Nearly a third of every 1,000-member Naval Academy class now undergoes the procedure, part of a booming trend among military personnel with poor vision. Unlike in the civilian world, where eye surgery is still largely done for convenience or vanity, the procedure's popularity in the armed forces is transforming career choices and daily life in subtle but far-reaching ways.
Aging fighter pilots can now remain in the cockpit longer, reducing annual recruiting needs. And recruits whose bad vision once would have disqualified them from the special forces are now eligible, making the competition for these coveted slots even tougher.
But the surgery is also causing the military some unexpected difficulties. By shrinking the pool of people who used to be routinely available for jobs that do not require perfect eyesight, it has made it harder to fill some of those assignments with top-notch personnel, officers say.

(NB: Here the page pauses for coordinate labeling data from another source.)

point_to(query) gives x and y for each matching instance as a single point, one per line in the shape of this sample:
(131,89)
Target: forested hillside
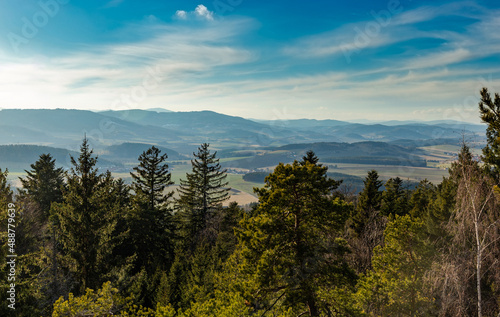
(81,242)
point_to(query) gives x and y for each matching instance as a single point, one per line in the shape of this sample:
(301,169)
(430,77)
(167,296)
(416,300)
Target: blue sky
(344,60)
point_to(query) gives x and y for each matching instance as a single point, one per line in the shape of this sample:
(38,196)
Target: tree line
(88,244)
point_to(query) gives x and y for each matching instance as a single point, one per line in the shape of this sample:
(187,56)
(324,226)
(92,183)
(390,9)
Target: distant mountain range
(182,132)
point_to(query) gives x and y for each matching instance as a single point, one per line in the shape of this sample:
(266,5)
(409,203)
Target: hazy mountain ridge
(183,131)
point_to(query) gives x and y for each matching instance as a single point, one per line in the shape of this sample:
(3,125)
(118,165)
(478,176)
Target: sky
(343,60)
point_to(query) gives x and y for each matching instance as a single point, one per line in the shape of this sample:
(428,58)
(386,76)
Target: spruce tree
(366,225)
(292,243)
(87,221)
(394,200)
(44,183)
(151,178)
(490,114)
(202,192)
(150,220)
(310,157)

When Ensign Michael Shaughnessy had the surgery in his junior year at the Naval Academy, his new 20-20 vision qualified him for flight school. And that is where he decided to go after graduating last month ranked in the top 10 percent of his class, rather than pursuing a career as a submarine officer.

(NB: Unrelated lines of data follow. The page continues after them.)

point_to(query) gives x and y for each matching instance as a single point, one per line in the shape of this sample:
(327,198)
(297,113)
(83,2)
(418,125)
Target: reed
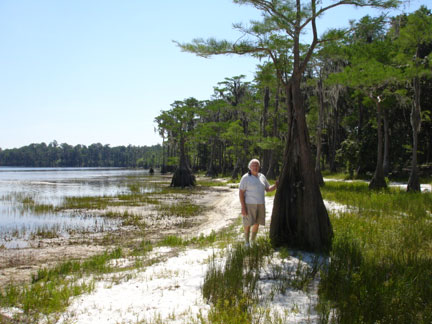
(381,258)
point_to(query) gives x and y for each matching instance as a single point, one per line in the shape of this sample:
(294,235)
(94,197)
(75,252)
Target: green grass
(51,289)
(381,257)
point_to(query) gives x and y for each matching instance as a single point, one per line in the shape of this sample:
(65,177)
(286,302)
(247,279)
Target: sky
(100,71)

"The cramped environment in submarines is something that turned me off," Ensign Shaughnessy, 22, said.
For generations, Academy graduates with high grades and bad eyes were funneled into the submarine service. But in the five years since the Naval Academy began offering free eye surgery to all midshipmen, it has missed its annual quota for supplying the Navy with submarine officers every year.
Officers involved say the failure to meet the quota is due to many factors, including the perception that submarines no longer play as vital a national security role as they once did. But the availability of eye surgery to any midshipman who wants it is also routinely cited.
"Some of the guys with glasses who would have gone to submarines or become navigators are getting the chance to do something they'd rather do, and the communities that are losing the people are not as happy about it as the aviation community, which is gaining better candidates," said Cmdr. Joseph Pasternak, the ophthalmologist who oversees the program at the National Naval Medical Center in Bethesda.
In the Naval Academy's class of 2006, 349 of the 993 midshipmen had the surgery, up from 50 five years ago, according to Naval Academy records. Fewer than 30 percent of the academy students whose eyes qualify for the surgery choose not to get it, and the number of holdouts is dropping every year, Commander Pasternak said.